Katherine E. Herr, for plaintiff-appellant.
Carol R. Finocchio Lawrence B. Goodman, for defendant-respondent.
SULLIVAN, J.P., NARDELLI, MAZZARELLI, LERNER, BUCKLEY, JJ.
It was error for the IAS court to dismiss the complaint. This action was timely commenced upon the filing of the summons and complaint on September 26, 1996 (CPLR 304 , 203[c][1]). Service of process on defendant after the Statute of Limitations expired on January 10, 1997 did not render this action time-barred. The service related back to the filing of the summons and complaint, which was accomplished within the statute of limitations (see, Siegel, New York Practice, Third Edition, § 63, p. 86).
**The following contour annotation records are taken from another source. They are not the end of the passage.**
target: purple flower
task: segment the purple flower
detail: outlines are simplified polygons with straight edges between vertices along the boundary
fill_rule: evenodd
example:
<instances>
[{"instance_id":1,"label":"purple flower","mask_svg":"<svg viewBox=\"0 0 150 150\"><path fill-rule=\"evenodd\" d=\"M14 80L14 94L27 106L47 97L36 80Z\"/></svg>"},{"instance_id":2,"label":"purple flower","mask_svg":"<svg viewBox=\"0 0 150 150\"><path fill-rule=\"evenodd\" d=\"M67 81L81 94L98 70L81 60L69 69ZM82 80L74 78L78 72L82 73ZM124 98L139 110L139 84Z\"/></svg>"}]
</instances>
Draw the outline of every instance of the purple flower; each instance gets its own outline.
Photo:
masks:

Having timely commenced this action, plaintiff was required to then Ogburn (then alive), and defendant, who was Ogburn's guardian, and file proof of such service within 120 days (CPLR § 306-b).
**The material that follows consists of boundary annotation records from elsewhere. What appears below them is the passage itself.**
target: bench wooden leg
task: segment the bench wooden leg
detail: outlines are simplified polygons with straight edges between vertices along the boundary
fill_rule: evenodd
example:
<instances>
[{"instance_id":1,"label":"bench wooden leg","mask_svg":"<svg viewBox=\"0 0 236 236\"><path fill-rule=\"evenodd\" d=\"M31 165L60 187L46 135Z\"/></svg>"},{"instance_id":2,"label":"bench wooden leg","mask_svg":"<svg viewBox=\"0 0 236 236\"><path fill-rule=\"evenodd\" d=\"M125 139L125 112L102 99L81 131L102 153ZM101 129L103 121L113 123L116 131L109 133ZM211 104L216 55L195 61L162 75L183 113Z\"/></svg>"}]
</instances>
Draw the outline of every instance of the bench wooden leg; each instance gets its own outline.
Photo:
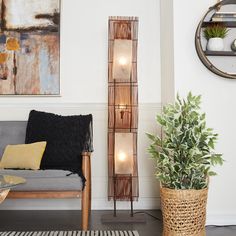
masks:
<instances>
[{"instance_id":1,"label":"bench wooden leg","mask_svg":"<svg viewBox=\"0 0 236 236\"><path fill-rule=\"evenodd\" d=\"M91 208L91 167L90 155L83 155L83 173L86 185L82 193L82 230L88 230Z\"/></svg>"}]
</instances>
Inasmuch as the action was commenced prior to January 1, 1998, the service and filing provisions of the former version of CPLR 306-b govern (Floyd v. Salamon Brothers, 249 A.D.2d 139, lv denied, 92 N.Y.2d 816). This section provides that if proof of service is not filed and there has been no appearance by the defendant within the time provided in the section for filing, the action is deemed dismissed as to the non-appearing party (CPLR § 306-b [a]). While plaintiff successfully completed service and filing of proof as to Ogburn, filing of proof of service upon defendant was beyond 120 days. However, this failure is not fatal since Ms. Ogburn, through her guardian, made an appearance by serving an answer within 120 days of the commencement of the action (CPLR 306-b [a]; Nardi v. Hirsh, 250 A.D.2d 361). Therefore, service of the answer obviated the need for filing of proof of service.
THIS CONSTITUTES THE DECISION AND ORDER OF SUPREME COURT, APPELLATE DIVISION, FIRST DEPARTMENT.